Kurzum: der Weg zum sportlichem Erfolg muss nicht normiert, getaktet und linear sein. Und Sport im Verein darf und soll auch lustvolles Miteinander beinhalten, ohne konkret auf eine Leistungsprüfung hinzuarbeiten. Die jeweilige Sportart bietet dafür lediglich einen Rahmen. Diese Rahmen erleichtern letztendlich das Miteinander: wir müssen zwischenmenschlich und auch gegenüber unseren Hunden nicht erst ein Ziel ausbaldowern. Wir können uns darauf konzentrieren, gemeinsam den Weg dahin zu finden.
Trotzdem lohnt sich der selbstkritische Blick auf den persönlichen „Führungsstil“: können wir kooperativ arbeiten, obwohl wir im Gegensatz zu unserem Hund das „Abstrakt“ Sportreglement kennen und ihm dies von der Pieke auf vermitteln sollen? Schaffen wir eine spielerische Lernatmosphäre, solange der Hund die Regeln noch nicht sicher versteht?
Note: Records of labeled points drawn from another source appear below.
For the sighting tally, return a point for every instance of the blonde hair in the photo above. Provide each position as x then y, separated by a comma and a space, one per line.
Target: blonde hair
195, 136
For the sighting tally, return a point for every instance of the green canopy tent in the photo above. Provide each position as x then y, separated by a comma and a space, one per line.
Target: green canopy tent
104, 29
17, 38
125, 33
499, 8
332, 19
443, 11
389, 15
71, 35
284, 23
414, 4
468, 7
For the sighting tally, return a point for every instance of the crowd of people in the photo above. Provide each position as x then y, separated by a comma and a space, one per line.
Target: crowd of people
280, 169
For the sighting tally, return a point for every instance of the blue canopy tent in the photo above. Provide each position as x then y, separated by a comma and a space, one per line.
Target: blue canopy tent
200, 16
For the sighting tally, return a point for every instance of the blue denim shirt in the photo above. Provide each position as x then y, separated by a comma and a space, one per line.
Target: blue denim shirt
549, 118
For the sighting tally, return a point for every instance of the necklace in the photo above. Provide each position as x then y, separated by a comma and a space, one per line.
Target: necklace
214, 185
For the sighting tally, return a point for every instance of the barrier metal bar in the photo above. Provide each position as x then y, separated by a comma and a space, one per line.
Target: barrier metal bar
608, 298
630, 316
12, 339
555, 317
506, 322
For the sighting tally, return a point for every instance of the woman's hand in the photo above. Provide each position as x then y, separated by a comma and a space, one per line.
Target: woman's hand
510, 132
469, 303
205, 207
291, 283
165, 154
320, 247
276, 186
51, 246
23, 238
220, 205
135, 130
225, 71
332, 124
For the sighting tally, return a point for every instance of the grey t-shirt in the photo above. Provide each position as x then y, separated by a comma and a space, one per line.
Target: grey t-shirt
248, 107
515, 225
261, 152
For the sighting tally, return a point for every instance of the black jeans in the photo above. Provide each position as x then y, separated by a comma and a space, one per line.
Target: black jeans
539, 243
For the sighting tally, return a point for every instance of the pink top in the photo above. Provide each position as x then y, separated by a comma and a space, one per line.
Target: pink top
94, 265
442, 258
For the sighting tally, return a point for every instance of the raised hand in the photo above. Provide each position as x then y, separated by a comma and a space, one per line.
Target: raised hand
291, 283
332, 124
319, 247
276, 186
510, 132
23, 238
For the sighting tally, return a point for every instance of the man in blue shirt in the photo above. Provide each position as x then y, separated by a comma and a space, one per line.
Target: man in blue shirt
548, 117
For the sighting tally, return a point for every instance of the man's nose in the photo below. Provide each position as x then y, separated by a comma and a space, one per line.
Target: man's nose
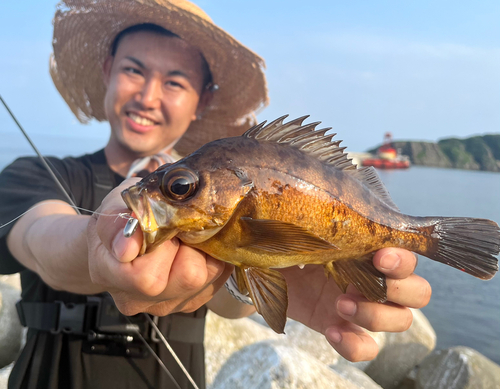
151, 93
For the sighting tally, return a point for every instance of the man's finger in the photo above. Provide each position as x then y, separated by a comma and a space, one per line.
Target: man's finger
413, 291
352, 342
375, 317
395, 263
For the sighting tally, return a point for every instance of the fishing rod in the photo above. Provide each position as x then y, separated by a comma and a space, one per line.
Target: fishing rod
129, 229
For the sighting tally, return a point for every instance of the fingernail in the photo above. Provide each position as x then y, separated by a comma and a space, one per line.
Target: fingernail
333, 335
390, 261
119, 246
346, 306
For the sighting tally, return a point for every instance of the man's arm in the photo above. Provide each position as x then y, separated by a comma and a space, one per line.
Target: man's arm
86, 255
51, 241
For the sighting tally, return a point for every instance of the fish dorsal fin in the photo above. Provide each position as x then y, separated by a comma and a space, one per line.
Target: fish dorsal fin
368, 175
319, 145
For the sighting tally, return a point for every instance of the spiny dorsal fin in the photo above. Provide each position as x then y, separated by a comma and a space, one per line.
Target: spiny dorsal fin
319, 145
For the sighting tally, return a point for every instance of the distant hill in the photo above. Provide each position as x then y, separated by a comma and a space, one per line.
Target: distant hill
474, 153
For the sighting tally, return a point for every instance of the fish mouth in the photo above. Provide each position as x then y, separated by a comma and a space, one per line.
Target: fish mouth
144, 209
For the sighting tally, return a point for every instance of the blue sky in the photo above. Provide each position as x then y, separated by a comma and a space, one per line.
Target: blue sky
423, 70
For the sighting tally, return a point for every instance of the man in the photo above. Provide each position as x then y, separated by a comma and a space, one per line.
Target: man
160, 62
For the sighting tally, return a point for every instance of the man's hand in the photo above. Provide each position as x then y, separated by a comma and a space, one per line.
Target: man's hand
319, 304
172, 278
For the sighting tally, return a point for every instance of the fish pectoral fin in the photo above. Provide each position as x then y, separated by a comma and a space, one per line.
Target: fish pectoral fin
268, 292
362, 274
275, 236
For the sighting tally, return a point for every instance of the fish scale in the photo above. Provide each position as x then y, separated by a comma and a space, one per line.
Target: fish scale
286, 194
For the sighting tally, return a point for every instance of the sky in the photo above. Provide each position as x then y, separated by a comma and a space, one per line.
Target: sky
423, 70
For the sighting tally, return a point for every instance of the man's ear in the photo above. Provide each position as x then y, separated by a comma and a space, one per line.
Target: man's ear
106, 69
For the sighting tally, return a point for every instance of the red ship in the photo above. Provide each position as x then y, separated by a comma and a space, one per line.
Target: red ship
387, 156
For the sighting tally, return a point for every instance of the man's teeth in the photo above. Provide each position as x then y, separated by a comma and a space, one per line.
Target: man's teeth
140, 120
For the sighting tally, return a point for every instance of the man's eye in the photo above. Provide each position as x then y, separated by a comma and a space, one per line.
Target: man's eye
132, 70
173, 84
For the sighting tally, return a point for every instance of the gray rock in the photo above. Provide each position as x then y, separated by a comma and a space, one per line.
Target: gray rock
458, 368
4, 375
10, 328
272, 365
310, 341
356, 376
402, 352
225, 336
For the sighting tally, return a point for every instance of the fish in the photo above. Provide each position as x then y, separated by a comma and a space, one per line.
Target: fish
286, 194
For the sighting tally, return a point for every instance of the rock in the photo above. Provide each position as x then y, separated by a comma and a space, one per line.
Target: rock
315, 343
458, 368
4, 375
273, 365
402, 352
225, 336
10, 328
356, 376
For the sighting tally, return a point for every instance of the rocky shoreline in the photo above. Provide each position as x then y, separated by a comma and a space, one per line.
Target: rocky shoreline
474, 153
246, 354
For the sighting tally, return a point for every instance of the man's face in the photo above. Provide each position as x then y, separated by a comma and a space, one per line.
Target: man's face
154, 84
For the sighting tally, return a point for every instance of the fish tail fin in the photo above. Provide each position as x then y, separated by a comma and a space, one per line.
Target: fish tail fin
362, 274
467, 244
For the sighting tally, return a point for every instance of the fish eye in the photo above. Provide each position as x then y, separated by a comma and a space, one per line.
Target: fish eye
179, 184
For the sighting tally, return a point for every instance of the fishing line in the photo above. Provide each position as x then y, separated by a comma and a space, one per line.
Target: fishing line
123, 215
56, 180
77, 209
158, 359
169, 348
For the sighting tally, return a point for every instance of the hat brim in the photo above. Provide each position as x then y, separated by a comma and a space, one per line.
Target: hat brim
85, 30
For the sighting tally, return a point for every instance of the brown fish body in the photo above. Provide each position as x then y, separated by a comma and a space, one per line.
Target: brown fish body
285, 195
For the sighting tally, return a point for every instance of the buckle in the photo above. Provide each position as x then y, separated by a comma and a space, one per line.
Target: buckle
71, 318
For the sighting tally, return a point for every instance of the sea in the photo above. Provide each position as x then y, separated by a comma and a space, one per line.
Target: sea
463, 310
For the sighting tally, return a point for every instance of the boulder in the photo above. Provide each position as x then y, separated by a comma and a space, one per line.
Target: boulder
274, 365
315, 343
11, 330
225, 336
402, 352
355, 376
4, 375
458, 368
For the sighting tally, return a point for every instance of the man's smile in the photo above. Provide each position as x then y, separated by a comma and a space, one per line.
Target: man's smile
140, 123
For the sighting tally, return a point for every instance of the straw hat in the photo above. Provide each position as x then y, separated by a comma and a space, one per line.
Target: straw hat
85, 29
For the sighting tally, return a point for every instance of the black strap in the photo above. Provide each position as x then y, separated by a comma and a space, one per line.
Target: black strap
55, 317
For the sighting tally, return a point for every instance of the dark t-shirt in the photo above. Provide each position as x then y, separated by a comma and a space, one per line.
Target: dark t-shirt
56, 360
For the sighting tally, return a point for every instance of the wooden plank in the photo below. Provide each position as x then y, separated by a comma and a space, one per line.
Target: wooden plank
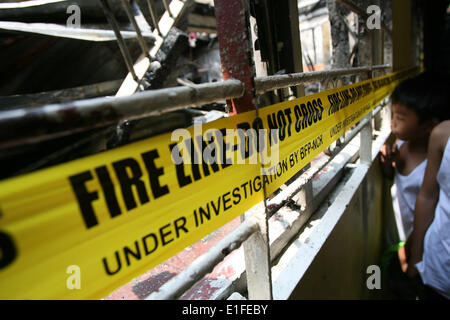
130, 86
60, 31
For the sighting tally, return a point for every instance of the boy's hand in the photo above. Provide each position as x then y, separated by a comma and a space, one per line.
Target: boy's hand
402, 257
388, 156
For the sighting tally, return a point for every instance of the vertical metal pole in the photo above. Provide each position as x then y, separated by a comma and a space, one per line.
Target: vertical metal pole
129, 11
235, 49
123, 48
167, 7
233, 31
151, 8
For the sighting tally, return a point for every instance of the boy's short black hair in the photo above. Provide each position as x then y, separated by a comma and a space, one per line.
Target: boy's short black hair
428, 94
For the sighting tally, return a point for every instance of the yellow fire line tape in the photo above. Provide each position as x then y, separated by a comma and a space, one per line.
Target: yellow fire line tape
81, 229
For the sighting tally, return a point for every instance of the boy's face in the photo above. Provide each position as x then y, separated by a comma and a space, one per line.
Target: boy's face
405, 122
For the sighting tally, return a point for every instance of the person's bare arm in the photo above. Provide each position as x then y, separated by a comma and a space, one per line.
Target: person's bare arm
427, 199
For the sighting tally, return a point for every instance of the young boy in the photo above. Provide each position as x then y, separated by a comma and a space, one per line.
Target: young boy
415, 114
429, 244
419, 104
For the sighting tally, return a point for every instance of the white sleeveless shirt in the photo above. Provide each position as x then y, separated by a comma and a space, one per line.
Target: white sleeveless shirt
404, 193
435, 265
„Neumodischer Unsinn!“, hört man manchmal von den alten Hundeplatz-Dinosauriern. Anfänger verunsichert das schnell, denn – sie haben ja nichts vorzuweisen. Nur ihre Beziehung zu ihrem aktuellen Hund und das, was sie bisher an Kommunikation erarbeiten konnten. Meist völlig unbrauchbar für das strenge Sportreglement. Und in einem autoritären Gefüge, wie dieses Wissensgefälle automatisch zu erzeugen scheint, braucht der Wissende zwingend alle passenden Antworten. Sonst versagt er in der „Führung“ zum Ziel. Das führt zu Unsicherheit und auch Sorge um das Ansehen in der Gemeinschaft der Hundesportler. Wer will da schon das Risiko eingehen, entgegen aller Traditionen mit dem Hund zu spielen? Spiel ist ja weder diszipliniert, noch zielgerichtet!
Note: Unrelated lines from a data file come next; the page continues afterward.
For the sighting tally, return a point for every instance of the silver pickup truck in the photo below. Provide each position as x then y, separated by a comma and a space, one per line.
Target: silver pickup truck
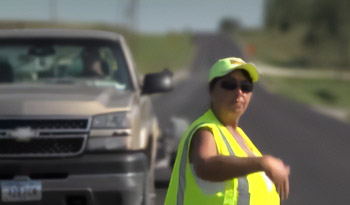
76, 124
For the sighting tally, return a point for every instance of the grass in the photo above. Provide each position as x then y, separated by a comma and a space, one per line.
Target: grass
153, 53
287, 52
323, 92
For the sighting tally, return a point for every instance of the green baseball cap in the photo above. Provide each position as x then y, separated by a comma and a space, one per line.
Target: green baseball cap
226, 65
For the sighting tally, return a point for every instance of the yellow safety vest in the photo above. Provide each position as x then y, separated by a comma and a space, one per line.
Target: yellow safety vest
253, 189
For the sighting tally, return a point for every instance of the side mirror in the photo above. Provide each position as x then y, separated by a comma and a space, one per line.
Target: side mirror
158, 82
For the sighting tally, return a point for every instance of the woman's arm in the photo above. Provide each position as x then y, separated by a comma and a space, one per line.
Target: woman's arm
210, 166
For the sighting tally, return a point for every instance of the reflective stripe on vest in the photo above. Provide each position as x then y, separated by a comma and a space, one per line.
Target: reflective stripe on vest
243, 185
183, 162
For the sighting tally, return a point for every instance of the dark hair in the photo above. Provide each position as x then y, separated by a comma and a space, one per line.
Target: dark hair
215, 80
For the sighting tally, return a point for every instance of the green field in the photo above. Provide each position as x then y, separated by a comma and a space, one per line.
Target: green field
153, 53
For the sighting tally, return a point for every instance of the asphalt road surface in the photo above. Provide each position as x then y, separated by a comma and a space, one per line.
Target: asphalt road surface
314, 145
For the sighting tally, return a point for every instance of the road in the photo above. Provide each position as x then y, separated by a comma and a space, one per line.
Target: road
314, 145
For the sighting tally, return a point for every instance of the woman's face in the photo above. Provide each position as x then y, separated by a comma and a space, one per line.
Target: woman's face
232, 93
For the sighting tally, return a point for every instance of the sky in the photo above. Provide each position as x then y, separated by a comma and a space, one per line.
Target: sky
148, 16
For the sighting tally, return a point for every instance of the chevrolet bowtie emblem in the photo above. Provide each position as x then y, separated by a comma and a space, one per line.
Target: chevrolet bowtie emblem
23, 134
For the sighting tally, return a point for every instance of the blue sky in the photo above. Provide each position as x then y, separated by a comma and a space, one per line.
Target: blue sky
151, 16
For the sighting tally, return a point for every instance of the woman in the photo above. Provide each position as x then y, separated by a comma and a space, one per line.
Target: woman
216, 162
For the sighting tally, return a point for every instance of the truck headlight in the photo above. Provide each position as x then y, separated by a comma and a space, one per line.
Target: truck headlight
117, 120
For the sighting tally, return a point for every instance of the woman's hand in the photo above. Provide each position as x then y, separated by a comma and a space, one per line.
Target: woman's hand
278, 172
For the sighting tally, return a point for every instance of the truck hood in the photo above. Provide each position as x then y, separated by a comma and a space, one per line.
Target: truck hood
50, 99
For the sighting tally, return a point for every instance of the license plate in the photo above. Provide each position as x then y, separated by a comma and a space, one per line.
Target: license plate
15, 191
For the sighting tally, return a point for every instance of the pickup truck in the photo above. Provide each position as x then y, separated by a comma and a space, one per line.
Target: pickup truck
76, 120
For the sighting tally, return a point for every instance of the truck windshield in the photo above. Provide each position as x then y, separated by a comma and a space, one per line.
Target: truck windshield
67, 60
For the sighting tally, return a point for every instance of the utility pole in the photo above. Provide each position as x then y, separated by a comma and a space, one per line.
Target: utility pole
131, 13
53, 10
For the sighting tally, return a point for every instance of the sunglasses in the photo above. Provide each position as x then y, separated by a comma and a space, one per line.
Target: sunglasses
245, 86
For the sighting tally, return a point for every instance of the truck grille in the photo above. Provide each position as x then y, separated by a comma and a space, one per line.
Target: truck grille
42, 137
42, 146
45, 124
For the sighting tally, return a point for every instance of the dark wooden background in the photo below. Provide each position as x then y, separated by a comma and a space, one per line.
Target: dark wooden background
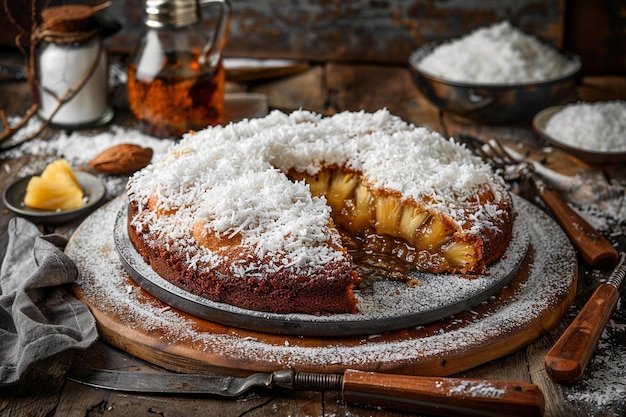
382, 31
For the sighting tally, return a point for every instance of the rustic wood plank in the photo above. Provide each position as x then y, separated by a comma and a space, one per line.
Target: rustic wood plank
37, 392
373, 87
304, 90
357, 30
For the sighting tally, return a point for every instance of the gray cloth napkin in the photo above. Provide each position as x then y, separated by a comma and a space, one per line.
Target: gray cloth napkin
38, 317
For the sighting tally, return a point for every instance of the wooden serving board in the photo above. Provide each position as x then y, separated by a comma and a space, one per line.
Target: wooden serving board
131, 319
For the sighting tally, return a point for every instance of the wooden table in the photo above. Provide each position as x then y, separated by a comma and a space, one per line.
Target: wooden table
330, 88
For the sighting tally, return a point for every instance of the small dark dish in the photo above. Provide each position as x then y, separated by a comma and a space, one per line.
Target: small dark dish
491, 103
13, 198
597, 159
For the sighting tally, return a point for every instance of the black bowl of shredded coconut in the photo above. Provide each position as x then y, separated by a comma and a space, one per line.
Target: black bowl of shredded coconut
494, 75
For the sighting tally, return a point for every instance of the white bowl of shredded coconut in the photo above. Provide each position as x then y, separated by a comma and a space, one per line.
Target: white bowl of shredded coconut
495, 74
593, 132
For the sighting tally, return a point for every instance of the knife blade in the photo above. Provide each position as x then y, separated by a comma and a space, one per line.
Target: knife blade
565, 363
434, 395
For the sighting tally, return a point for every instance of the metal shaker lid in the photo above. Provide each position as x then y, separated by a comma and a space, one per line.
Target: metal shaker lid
171, 13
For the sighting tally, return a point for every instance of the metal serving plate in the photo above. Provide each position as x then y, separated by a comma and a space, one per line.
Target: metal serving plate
386, 306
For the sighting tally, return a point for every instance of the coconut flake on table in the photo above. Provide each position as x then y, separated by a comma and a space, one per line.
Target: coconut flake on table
599, 126
497, 54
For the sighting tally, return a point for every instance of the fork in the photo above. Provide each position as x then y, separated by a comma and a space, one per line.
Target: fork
592, 246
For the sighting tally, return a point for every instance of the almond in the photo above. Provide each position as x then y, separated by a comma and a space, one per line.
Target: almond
123, 159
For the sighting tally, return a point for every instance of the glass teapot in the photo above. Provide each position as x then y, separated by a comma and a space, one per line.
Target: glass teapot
175, 75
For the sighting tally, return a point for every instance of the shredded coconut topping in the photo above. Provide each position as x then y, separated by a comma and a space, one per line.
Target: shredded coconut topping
599, 126
499, 53
233, 180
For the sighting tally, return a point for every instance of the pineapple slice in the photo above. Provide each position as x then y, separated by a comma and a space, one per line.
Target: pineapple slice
342, 186
362, 213
461, 255
55, 189
410, 222
434, 234
319, 182
388, 210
Warum sich kooperatives Arbeiten gerade deswegen lohnt:
Trainierbarkeit hängt stark mit Interesse an spielerischem Umgang mit einem vertrauten Menschen zusammen. Hana Sanders-Hǿstlǿvet adaptierte nach Burkardt mehr Ressourcen und Kreativität für neuartige Handlungsstrategien für Individuen, die eine geringe Reizschwelle für Spielverhalten aufwiesen. Dies stützen auch andere Studien. Der Forscher László Garamszegi erklärt einen auffälligen Zusammenhang mit dieser „Spiellust“ bei Hüte-, Jagd- und Gebrauchshunderassen mit evolutionärem Vorteil: Sie waren leichter trainierbar, schlossen sich enger an und erwiesen sich somit nützlicher für den Menschen.
In der Entwicklungspsychologie wird gerade Mannschaftssport eine wertvolle Rolle in der kindlichen Förderung zugesprochen. Dabei geht es um die vielfältigen Anreize und sogenannten Interaktionen zwischen den Teilnehmern. Die wirken sich nicht nur auf die körperlichen Fähigkeiten aus – auch das Gehirn profitiert davon.
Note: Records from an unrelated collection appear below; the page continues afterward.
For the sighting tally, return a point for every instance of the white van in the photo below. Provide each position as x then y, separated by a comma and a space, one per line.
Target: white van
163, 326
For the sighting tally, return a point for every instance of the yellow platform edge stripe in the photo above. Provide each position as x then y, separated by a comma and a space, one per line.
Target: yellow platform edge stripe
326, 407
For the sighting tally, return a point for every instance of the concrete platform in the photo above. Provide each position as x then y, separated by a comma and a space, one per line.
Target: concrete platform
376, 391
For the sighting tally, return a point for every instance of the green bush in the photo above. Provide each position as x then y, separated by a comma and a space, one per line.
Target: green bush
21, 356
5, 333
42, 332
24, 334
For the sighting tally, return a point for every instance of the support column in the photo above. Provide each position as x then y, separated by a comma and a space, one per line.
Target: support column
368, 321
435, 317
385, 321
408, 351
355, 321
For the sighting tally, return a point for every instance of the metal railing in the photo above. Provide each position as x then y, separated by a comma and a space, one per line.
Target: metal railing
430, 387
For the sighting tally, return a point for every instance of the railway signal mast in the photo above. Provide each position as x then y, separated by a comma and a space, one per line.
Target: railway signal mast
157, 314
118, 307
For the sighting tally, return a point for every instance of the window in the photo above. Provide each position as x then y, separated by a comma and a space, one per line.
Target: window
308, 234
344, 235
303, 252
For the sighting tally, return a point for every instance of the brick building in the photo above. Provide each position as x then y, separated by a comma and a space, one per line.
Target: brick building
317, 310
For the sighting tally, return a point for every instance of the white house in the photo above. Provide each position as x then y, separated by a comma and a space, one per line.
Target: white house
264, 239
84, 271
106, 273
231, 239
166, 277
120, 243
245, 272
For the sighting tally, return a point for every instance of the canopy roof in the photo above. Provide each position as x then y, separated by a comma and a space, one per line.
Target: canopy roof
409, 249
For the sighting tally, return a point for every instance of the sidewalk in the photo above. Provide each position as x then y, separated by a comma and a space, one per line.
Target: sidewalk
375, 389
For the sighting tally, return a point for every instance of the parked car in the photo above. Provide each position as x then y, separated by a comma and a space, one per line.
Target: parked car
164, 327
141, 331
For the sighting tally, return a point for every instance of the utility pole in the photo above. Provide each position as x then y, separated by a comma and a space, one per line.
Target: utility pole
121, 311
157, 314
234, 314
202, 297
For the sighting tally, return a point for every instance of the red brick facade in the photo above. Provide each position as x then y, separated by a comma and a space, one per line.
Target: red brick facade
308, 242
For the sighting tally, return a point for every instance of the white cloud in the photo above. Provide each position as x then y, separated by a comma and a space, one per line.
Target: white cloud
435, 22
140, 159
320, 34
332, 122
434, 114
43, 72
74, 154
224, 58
Da sind wir wieder beim kooperativen Führungsstil im Sport: Wenn wir versuchen, die „Wissenslücken“ mit spielerischen Übungen, klarem Feedback und dem Selbstbewusstsein einer guten Beziehung aufzufüllen, führt dies ebenso zum Erfolg. Manchmal dauert es länger. Manchmal braucht es Umwege. Und natürlich benötigt man auch hier einiges an Durchsetzungsvermögen, brauchen Geduld und Überzeugungskraft. Denn: Wir wollen auch im Spiel etwas konkretes, klar Definiertes erreichen!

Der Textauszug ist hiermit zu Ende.